Out-Law News | 05 Aug 2016 | 5:13 pm | 2 min. read
Richard Twomey of Pinsent Masons, the law firm behind Out-Law.com, said a recent ruling by the Court of Appeal in London should spur businesses that wish to avoid uncertainty and risk to specify whether ‘the purpose’ in their commercial agreement is the sole purpose, one of multiple purposes or something else.
The case, which concerned contract terms relating to the sale of a brewing business, also shows that generally courts will construe anti-avoidance provisions in commercial agreements widely to prevent parties from side-stepping them, he said.
The dispute in the case was between by Interbrew Central European Holdings (ICEH), a Dutch subsidiary of Anheuser Busch Inbev (ABI), and another company, Starbev. In 2009 Starbev, together with private equity firm CVC Capital Partners (CVC), bought a Dutch brewing business from ABI for €1.475 billion.
The terms of the sale of the company provided ABI with a 'contingent value right' (CVR), which provided the business with a right to share in profits generated from the on-sale of the Dutch brewing business by Starbev.
The precise value of ABI's rights depended on when any on-sale happened, with higher thresholds applying to regulate those rights, and decrease their value, the longer any on-sale took to happen.
In 2012 Starbev on-sold the business to US brewer Molson Coors for €2.65bn. As part of that deal Starbev had in place a 'convertible note', which granted the Starbev a right to payment of €500m from Molson Coors on 31 December 2013, or alternatively earlier payment of another amount if the US brewers' share price had increased by more than 15%.
In August 2013 Starbev exercised its right to "earlier realisation", receiving €466m from Molson Coors at the time.
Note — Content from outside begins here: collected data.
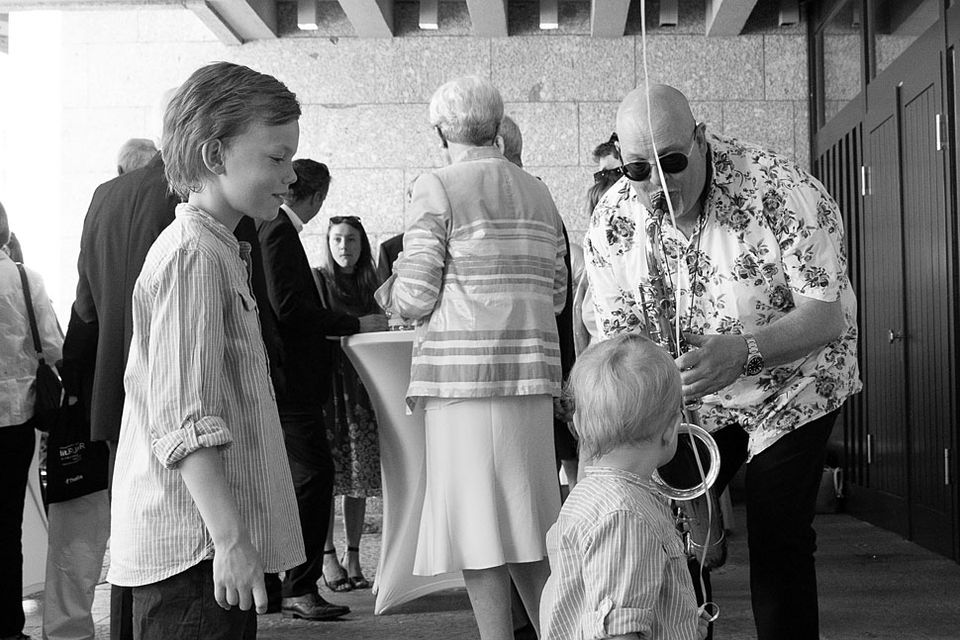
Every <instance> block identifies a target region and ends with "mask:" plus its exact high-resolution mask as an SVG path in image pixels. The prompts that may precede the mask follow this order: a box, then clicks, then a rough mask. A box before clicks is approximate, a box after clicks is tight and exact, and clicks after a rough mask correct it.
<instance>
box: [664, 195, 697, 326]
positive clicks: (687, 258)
mask: <svg viewBox="0 0 960 640" xmlns="http://www.w3.org/2000/svg"><path fill="white" fill-rule="evenodd" d="M706 222H707V218H706V216H705V215H704V214H703V210H702V209H701V212H700V215H699V216H697V227H696V230H695V231H694V233H696V235H697V241H696V243H695V245H694V264H693V268H692V269H691V265H690V257H689V254H690V252H689V243H687V248H686V249H685V250H684V251H682V252H681V251H680V250H679V249H680V246H679V243H677V241H676V239H675V238H674V239H673V241H674V243H675V249H676V250H677V251H676V254H677V269H676V274H677V279H676V282H674V281H673V274H671V273H670V271H669V269H668V270H667V274H668V277H669V278H670V286H671V288H672V289H673V290H674V292H676V295H678V296H679V293H680V263H681V261H683V262H684V263H685V265H686V267H687V274H688V276H689V277H688V278H687V279H688V281H689V284H690V304H688V305H687V314H686V315H687V321H686V324H685V325H684V327H683V328H684V329H686V330H689V329H690V327H691V326H692V324H693V310H694V307H695V306H696V302H697V287H698V285H699V283H700V240H701V239H702V238H703V234H704V231H705V227H706ZM671 226H672V225H671ZM674 231H675V232H678V233H679V232H680V230H679V229H677V228H676V227H674ZM660 253H661V254H662V255H664V256H665V255H667V247H666V246H665V245H664V240H663V235H662V234H661V236H660ZM675 302H676V304H675V307H676V309H677V313H679V311H680V301H679V300H676V301H675Z"/></svg>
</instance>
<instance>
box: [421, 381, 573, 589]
mask: <svg viewBox="0 0 960 640" xmlns="http://www.w3.org/2000/svg"><path fill="white" fill-rule="evenodd" d="M424 409H425V413H426V418H425V422H426V476H427V482H426V491H425V497H424V503H423V513H422V514H421V517H420V534H419V537H418V540H417V555H416V558H415V560H414V568H413V573H414V575H418V576H432V575H438V574H441V573H449V572H452V571H461V570H463V569H488V568H491V567H498V566H500V565H503V564H505V563H519V562H535V561H537V560H541V559H543V558H545V557H546V555H547V551H546V544H545V540H544V539H545V537H546V534H547V529H549V528H550V527H551V526H552V525H553V523H554V522H555V521H556V519H557V515H558V514H559V513H560V485H559V480H558V476H557V470H556V461H555V455H554V450H553V401H552V399H551V398H550V396H546V395H538V396H510V397H495V398H456V399H451V398H429V399H427V400H426V402H425V406H424Z"/></svg>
It also received a further subsequent payment in January 2014 to account for a reduction in Molson Coors' warranty claims and the related security it had withheld at the time it paid the initial amount to Starbev.
Starbev passed on a share of the amounts it received to ABI in recognition of ABI's CVR, however ABI argued that a purpose of Starbev's deal with Molson Coors, and particularly the existence of the convertible note, had been to reduce the extent of its liabilities to ABI under the terms of the CVR. ABI said that it was entitled to additional payments under the CVR because the convertible note was in breach of anti-avoidance provisions contained in the agreement.
Starbev disagreed. It argued that although the convertible note may have had the effect of reducing sums payable under the CVR, for the anti-avoidance provisions to apply the reduction in payments would have had to have been the sole purpose for the use of the note.
The Court of Appeal said, though, that it was the "dominant purpose" of the action that mattered for the purposes of assessing whether it was caught by the anti-avoidance provisions, and upheld an earlier High Court finding that "reducing the payments due to ABI was indeed the dominant purpose of the transaction". This is "because Starbev had deliberately structured the sale to Molson Coors mainly to achieve that effect by making the agreement for the convertible note part of the total consideration", Lord Justice Longmore said.
"If the reduction of payments had to be the 'sole' purpose, then it would be too easy for the anti-avoidance provision to be itself avoided, which would hugely reduce its significance," Twomey of Pinsent Masons said.
"In other words, in commercial arm’s length agreements the courts seem willing to give a wide meaning to anti-avoidance provisions. You can see why this is. If they were too narrowly interpreted, then the provisions might be too easily avoided and devoid of practical effect," he said.
"Giving wider application to this case, wherever agreements refer to 'the purpose' of particular actions, the relevant purpose will be the 'dominant purpose' – if parties intend something else, then they will need to specify precisely what that is," Twomey said.